# Moving with young children



## Tolliver98 (Jul 18, 2015)

My family has decided we are going to be moving down to Mexico City by the first of the year. We have 7 children ages way down to 16mon. I have been looking into some of the schools. Can anyone tell my about how much a private school cost per child in Middle and High school? We will continue to homeschool my younger children till Middle School.? Please help. We will most likely be in La Condesa area.


----------



## RVGRINGO (May 16, 2007)

With that many children, I estimate “a small fortune“.
Note that you will all require residence visas and must apply at your nearest Mexican Consulate in the USA.


----------



## maesonna (Jun 10, 2008)

There is a range of prices for private schools from very expensive down to not very expensive. If you send them to the prestigious schools where expat children usually go, it will be expensive. If you find a modest neighbourhood school it could be a lot less expensive. 

I looked up the costs for one particular school that my (Mexican) nieces and nephews used to go to. Last year for middle school it was: registration fee 11,000 to 15,000 pesos (depending on whether new or returning student, and how far in advance paid), plus 7,700 tuition per month for the 10 months of the school year. Discounts of around 5% for early payment, discounts for returning students, and a discount of 50% for younger students who have 2 or more older siblings also attending the school.

To give you an idea of what modest prices might be, we were paying under 1000 pesos a month for our kids’ school (but it was 15 years ago, and I can’t say how much it has gone up since then).

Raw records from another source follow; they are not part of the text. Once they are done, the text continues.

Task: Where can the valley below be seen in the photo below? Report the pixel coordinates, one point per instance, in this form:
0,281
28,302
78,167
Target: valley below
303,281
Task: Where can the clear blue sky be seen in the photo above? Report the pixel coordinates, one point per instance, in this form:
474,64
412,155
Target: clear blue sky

On the other end of the scale, my nephew went to the high school run by the Tec (perhaps the most prestigious private university in Mexico) and my sister-in-law said with a sigh that they could have bought a car with the cost of his tuition!

My kids went to a modest private school until Grade 6, and then to a public school for middle school (gr. 7–9), and to the University of Mexico’s high school (gr. 10–12) (no cost).


----------



## Tolliver98 (Jul 18, 2015)

Thank you does anyone know about homeschooling and how I would keep their records to be able to transfer back to the US. I currently home school 2 the 3rd will start Kindergarten this yea will also be homeschooling him. So thought about just putting my HE and Middle school child in a Private school.


----------